Whole-of-life policies pay out whenever you die, so premiums are much higher. They're rarely useful for income replacement; their main use case is funding Inheritance Tax on a known liability. Write any life policy in trust (free, one form) so the payout falls outside your estate and reaches beneficiaries within days, not months.

Critical illness vs income protection

Both pay out if you can't work due to illness — but very differently.

  • Critical illness

    Pays a tax-free lump sum on diagnosis of one of a defined list of conditions (typically cancer, heart attack, stroke, MS). Useful for clearing a mortgage or one-off costs, but the conditions and severity definitions matter enormously — read the policy wording, not the brochure.

  • Income protection

    Pays a monthly income (usually 50–65% of pre-tax salary) if you're unable to work due to any illness or injury, after a deferred period (typically 1–6 months). Lower headline payout, but covers a far wider set of real-world reasons people stop working. Most financial advisers rate it more useful than critical illness cover.

Car insurance: how to lower the premium without dropping cover

Most premium reduction comes from data, not policy choices. Pay annually, add a more experienced named driver (never 'fronting' — that's fraud), agree a realistic annual mileage, use a secure overnight parking address, and add anti-theft devices that the insurer asks about.

Black-box (telematics) policies are usually cheapest for new drivers and people with convictions. Multi-car policies and 'pay as you drive' subscriptions are worth quoting alongside conventional cover. No-claims discount transfers between UK insurers — keep your renewal letter as proof.

Making a claim well

Report incidents quickly — most policies require notification within 24–48 hours, even if you don't want to claim. Take photos, keep receipts, and don't admit liability at the scene. For motor claims, exchange details but say only what's factual.

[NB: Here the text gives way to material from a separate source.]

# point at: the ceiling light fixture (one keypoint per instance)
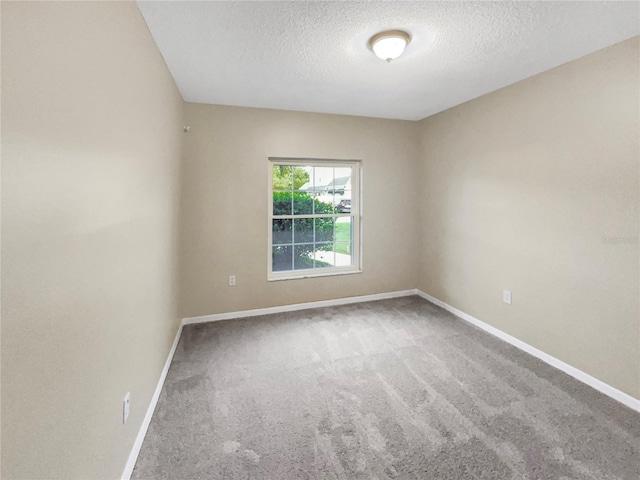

If the insurer rejects your claim or offers a low settlement: complain in writing, get the insurer's final response (it has 8 weeks), then escalate to the Financial Ombudsman within 6 months. The FOS is free, independent and decides claims up to £430,000 (April 2025 limit) — and it overturns roughly a third of insurer decisions referred to it.

Go deeper on insurance

Common questions

Should I pay annually or monthly?
Paying annually is almost always cheaper — monthly is a credit agreement and typically charges APR between 15% and 35%. Pay annually if you can.
What is excess and how should I set it?
The amount you pay yourself before the insurer contributes. Higher excess = lower premium. Set it at a level you could realistically pay tomorrow if you had to claim.
Does no-claims discount transfer between insurers?
Yes. Most UK car insurers honour each other's no-claims discount — keep your renewal letter as proof.
What is dual pricing and is it still allowed?
Dual pricing — charging existing customers more than new ones for the same policy — was banned by the FCA in January 2022 for home and motor insurance. Insurers must now offer renewal prices no higher than the equivalent new-customer price. It hasn't eliminated the case for shopping around, but the gap is smaller than it used to be.
What does 'in trust' mean for life insurance?
Writing a life policy in trust means the payout goes directly to your chosen beneficiaries rather than through your estate. Two benefits: it pays out within days rather than waiting for probate (often months), and it sits outside your estate for Inheritance Tax purposes. Every major UK life insurer provides the trust paperwork free — just ask.
Are 'gadget' or mobile phone insurance policies worth it?
Usually not. Premiums plus excesses often exceed the cost of replacing the device over its working life, and policies typically exclude loss outside the home, accidental damage in specific circumstances, or theft without a police reference number. Check whether your packaged bank account, home contents policy or travel insurance already covers the device first.
Is breakdown cover worth it?
If you depend on the car for work, or drive an older vehicle, basic Roadside + Recovery cover usually pays for itself in a single callout. Many packaged bank accounts include it free, and some manufacturer warranties bundle 1–3 years' breakdown cover with new cars — check before buying separately.